=======================================================================================================================================
========================================================================================================================================
- PROGRAM 1 :: Find frequency of a given number in an integer array
- PROGRAM 2 :: Binary Search for an integer
- Extract everything to the single folder
- Put the assembly code in ‘input_instructions.txt’
- Run main.cpp and give the base address as 200 (or any value much lesser than 1024)
- Output machine code is found in ‘output_machine_code.txt’
NOTE :: Pre-run inputs and outputs can be found ‘Assembly CODE 1’(‘Assembly CODE 2’) and ‘Output Code1’(‘Output Code2’)
rri = reg reg imm. addr.
rrr = reg reg reg
ri = reg imm.
rr = reg reg
a = add
z = zero
are read from ‘input_opcode.txt’ by the program and are stored as a HASH TABLE( to reduce time complexity while searching for those opcodes)
/We have used 2 pass assembler to remove forward addressing problem/
STEP2 :: In pass 1, a symbol table of all labels is generated which can be read in ‘symbol_table.txt’
STEP3 :: In pass 2, the program in again read and symbol table is used to get the corresponding addresses associated with each label. Each instruction is converted to 32 bit machine code
Addressed associated with registers
R0-----> 00000
R1-----> 00001
R2-----> 00010
R3-----> 00011
R4-----> 00100
R5-----> 00101
R6-----> 00110
R7-----> 00111
R8-----> 01000
R9-----> 01001
R10-----> 01010
R11-----> 01011
R12-----> 01100
R13-----> 01101
R14-----> 01110
R15-----> 01111
/*SPECIAL ARRAY REGISTERS FOR STORING THE SIZE OF THE ARRAY*/
A0-----> 10000
A1-----> 10001
A2-----> 10010
A3-----> 10011
- /Use testbit.c with gcc -lm/
We are storing the opcodes in a Binary Trie . Thus we have refrained from storing the machine codes corresponding to opcodes in additional space. This data structure saves huge amount of memory since no machine code is actually being stored.
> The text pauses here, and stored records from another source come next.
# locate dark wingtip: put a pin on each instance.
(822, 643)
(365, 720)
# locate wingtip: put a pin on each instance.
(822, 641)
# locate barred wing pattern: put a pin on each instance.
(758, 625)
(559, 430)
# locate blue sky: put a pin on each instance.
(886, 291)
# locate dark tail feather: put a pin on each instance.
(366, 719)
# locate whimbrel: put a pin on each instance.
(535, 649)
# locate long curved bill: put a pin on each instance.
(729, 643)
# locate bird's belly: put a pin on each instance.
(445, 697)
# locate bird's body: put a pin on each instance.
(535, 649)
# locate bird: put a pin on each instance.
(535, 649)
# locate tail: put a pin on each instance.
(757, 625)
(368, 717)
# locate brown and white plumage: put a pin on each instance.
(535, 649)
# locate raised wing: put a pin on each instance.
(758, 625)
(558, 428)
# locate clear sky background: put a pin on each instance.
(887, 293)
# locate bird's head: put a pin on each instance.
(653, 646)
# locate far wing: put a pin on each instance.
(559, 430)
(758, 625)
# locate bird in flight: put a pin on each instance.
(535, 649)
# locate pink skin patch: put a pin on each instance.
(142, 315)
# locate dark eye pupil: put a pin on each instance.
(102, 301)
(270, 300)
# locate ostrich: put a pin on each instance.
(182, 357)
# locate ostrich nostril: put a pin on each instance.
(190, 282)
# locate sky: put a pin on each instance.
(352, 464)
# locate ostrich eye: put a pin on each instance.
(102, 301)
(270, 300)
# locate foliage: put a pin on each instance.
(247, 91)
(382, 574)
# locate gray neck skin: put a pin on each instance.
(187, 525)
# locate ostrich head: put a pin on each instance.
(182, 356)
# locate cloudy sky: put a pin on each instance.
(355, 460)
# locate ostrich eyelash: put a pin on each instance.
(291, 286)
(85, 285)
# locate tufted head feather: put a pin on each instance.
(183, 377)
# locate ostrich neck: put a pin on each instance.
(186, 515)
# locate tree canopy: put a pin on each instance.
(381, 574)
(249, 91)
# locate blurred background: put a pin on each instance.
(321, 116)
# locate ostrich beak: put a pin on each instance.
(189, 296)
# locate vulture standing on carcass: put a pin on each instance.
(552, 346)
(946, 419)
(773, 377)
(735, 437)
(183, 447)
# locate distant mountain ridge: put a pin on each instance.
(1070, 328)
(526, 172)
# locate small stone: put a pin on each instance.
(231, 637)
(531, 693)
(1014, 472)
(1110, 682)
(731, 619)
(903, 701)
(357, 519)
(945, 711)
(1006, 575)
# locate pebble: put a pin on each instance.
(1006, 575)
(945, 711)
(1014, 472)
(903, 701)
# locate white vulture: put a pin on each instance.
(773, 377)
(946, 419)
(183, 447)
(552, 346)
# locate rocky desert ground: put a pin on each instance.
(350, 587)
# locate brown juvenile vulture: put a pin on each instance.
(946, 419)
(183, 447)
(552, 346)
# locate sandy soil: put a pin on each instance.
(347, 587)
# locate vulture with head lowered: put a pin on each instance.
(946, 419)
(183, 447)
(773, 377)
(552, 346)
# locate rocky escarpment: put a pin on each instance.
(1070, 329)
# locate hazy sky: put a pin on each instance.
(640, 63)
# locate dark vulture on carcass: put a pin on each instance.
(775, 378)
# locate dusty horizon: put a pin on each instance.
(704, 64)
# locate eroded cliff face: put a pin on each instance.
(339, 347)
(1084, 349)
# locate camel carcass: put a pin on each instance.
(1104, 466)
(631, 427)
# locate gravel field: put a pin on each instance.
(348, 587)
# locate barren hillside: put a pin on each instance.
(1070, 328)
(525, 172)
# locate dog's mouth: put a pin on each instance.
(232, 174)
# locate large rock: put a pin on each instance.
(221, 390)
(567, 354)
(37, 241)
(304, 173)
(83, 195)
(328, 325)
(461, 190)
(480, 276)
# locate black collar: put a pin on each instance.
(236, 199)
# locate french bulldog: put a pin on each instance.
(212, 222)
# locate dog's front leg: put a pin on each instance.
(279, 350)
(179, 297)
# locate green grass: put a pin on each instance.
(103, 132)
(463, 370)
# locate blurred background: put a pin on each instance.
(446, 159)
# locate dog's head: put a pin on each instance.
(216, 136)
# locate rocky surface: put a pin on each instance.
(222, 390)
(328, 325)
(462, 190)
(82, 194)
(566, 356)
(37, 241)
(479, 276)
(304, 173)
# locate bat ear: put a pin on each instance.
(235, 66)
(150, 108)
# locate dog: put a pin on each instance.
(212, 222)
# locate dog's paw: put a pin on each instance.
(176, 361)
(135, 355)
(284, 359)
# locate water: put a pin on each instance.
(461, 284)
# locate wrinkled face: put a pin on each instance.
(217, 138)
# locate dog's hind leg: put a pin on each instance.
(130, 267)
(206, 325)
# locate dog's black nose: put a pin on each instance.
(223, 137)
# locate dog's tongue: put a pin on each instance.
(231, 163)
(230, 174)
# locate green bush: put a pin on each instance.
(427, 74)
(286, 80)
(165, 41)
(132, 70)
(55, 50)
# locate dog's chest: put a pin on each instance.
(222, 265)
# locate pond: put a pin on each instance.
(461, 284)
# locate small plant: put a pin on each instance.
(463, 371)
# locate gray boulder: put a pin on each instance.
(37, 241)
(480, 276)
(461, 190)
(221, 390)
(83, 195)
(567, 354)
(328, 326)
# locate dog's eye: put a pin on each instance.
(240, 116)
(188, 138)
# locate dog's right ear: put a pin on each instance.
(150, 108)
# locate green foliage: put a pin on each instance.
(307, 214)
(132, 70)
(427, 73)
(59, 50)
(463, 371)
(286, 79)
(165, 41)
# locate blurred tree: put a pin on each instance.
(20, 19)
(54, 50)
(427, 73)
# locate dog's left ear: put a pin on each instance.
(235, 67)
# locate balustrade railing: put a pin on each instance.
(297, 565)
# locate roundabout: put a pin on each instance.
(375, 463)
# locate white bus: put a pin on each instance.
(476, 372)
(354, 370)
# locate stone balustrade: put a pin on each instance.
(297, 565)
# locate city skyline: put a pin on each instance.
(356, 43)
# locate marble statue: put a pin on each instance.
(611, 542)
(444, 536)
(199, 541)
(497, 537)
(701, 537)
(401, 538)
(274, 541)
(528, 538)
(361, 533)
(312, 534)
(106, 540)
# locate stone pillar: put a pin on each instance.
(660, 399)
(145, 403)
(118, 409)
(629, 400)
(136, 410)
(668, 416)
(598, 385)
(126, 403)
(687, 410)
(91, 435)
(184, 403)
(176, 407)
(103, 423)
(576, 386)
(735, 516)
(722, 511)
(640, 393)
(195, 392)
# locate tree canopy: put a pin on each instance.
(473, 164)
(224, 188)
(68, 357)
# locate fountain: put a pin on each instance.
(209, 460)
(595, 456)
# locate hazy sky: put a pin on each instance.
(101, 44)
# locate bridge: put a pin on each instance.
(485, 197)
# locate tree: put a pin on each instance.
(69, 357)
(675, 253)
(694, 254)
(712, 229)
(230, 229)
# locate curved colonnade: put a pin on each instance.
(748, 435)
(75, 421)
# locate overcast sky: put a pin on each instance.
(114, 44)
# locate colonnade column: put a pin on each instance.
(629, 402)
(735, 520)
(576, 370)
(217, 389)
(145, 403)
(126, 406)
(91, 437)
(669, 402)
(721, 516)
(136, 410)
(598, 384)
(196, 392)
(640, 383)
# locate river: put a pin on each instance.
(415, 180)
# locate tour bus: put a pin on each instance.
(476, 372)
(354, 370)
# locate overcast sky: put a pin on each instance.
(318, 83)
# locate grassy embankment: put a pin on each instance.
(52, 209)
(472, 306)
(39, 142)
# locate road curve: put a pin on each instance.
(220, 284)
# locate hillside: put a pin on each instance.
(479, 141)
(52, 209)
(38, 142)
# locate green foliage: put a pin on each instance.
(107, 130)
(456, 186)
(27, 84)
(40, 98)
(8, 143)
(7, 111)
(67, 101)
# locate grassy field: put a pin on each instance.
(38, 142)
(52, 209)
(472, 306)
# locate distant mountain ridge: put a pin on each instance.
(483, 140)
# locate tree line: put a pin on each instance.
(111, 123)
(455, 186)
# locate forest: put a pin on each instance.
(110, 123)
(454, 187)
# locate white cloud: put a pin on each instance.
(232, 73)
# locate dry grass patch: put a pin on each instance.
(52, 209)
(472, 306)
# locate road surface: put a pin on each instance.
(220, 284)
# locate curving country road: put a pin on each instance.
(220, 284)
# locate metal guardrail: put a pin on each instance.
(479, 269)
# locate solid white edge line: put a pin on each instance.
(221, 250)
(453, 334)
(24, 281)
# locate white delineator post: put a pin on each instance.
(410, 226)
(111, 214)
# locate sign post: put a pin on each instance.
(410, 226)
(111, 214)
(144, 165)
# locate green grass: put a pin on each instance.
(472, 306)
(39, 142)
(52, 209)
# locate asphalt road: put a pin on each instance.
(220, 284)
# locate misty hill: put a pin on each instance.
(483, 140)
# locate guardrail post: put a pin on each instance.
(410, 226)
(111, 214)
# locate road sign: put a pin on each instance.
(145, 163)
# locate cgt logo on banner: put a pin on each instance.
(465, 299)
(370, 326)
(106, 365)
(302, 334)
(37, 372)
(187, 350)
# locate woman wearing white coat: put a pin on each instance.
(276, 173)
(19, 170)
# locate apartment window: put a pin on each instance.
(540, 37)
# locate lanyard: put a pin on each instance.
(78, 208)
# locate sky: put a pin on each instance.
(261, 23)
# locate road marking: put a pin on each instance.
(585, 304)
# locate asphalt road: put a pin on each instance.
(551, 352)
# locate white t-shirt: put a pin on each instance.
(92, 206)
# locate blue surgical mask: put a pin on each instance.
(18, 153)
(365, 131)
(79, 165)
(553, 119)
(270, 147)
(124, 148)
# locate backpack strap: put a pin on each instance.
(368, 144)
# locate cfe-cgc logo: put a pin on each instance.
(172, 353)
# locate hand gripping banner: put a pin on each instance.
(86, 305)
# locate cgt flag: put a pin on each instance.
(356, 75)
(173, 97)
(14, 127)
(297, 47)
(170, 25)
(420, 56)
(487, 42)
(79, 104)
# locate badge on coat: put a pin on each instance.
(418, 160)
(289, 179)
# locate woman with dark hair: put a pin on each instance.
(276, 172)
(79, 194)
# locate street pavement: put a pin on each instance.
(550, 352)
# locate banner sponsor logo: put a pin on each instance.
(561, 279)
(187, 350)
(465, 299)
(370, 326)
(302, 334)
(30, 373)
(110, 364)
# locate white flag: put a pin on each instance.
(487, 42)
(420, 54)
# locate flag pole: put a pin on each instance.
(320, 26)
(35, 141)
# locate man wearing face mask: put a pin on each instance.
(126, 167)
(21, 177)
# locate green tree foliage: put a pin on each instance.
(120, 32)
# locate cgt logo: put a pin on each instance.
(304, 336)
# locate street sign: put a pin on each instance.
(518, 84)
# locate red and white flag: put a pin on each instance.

The searching also takes place using this trie. Thus, we have implemented the most optimized scheme.** Using trie, search complexities can be brought to most optimal limit (opcode length). This guarantees search in O(p) time where p is the length of the largest opcode. This scheme is much better than trial and error using masking in both time and space complexities.**
The opcodes corresponding to the machine instruction is extracted and executed.
=======================================================================================================================================
========================================================================================================================================
This is my design of a 32-bit ISA and implementation a two pass assembler using C code to demonstrate how assembly language computation occurs with the help of different sets of instructions and different addressing modes defined in ISA. It converted Assembly Language code into Machine Language code and then using the machine language code generated executed the program. The GNUPro process of converting source file to executable file is shown below.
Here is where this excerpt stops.